その次の日に話しかければじとりと冷めた眼で僕を一瞥するだけでそのまま僕の前を通り過ぎていった。声すら僕に発してくれなくなった。
(また、ああなるぐらいなら。)
『無理しなくても良いんじゃないか』
自分の後ろ向きな気持ちとタカの慰めの声が脳内に響いて、傷ついてしまうぐらいならやっぱり海原くんと交流持つのは辞めようって諦めの気持ちが膨らんだ。

「絶対やろうな!無視しないでくれなっ、ゲーム友達とか小学生以来まじで初めてだから本当無視だけはしないでくれなっ!!」

風船のように諦めの気持ちが一気に膨らんだけれど、海原くんが必死にそう頼み込んでくるのを聞いてパアンと鋭利なもので刺されたかのように諦めはすぐに萎んでしまった。
なんだか、不思議で。
海原くんは見た目は結構、なんていうか、クラスの中心にいるような雰囲気だから。
僕みたいに明らかなオタクって感じがしないんだ。
明るく染められていてワックスで整えられているであろう髪型だとか着崩したYシャツとか、カーディガンを全開にしているところとか腕まくりしているところとか、学校指定ではないスクールバックをまるでリュックのように背負っているから全然ゲームが好きって感じがしない。
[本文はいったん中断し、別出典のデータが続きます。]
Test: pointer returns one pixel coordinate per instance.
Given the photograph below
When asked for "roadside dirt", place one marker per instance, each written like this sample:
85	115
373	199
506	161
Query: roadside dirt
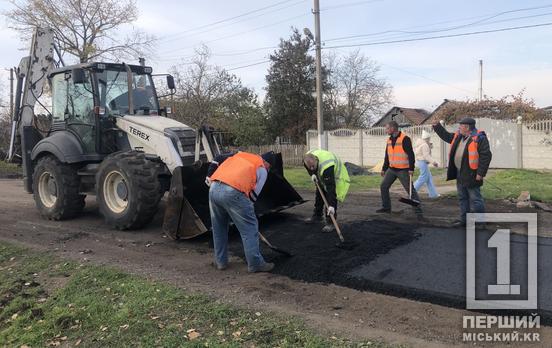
328	308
そんな彼にお願いされている。
「……うん、僕もはじめて、だから。そんなこと、しないよ。」
こう言うと性格悪いとも思うけど、それでも僕を求めてくれる存在がいることが、嬉しくて。
嫌われる恐怖や不安を忘れて頷いてそんなことを言っていた。
僕の場合の初めては正真正銘、今回が初になるけれど。

「良かった!約束なっ!」
「うん。」

後々この日は、僕の世界を変えてくれたきっかけの日となる。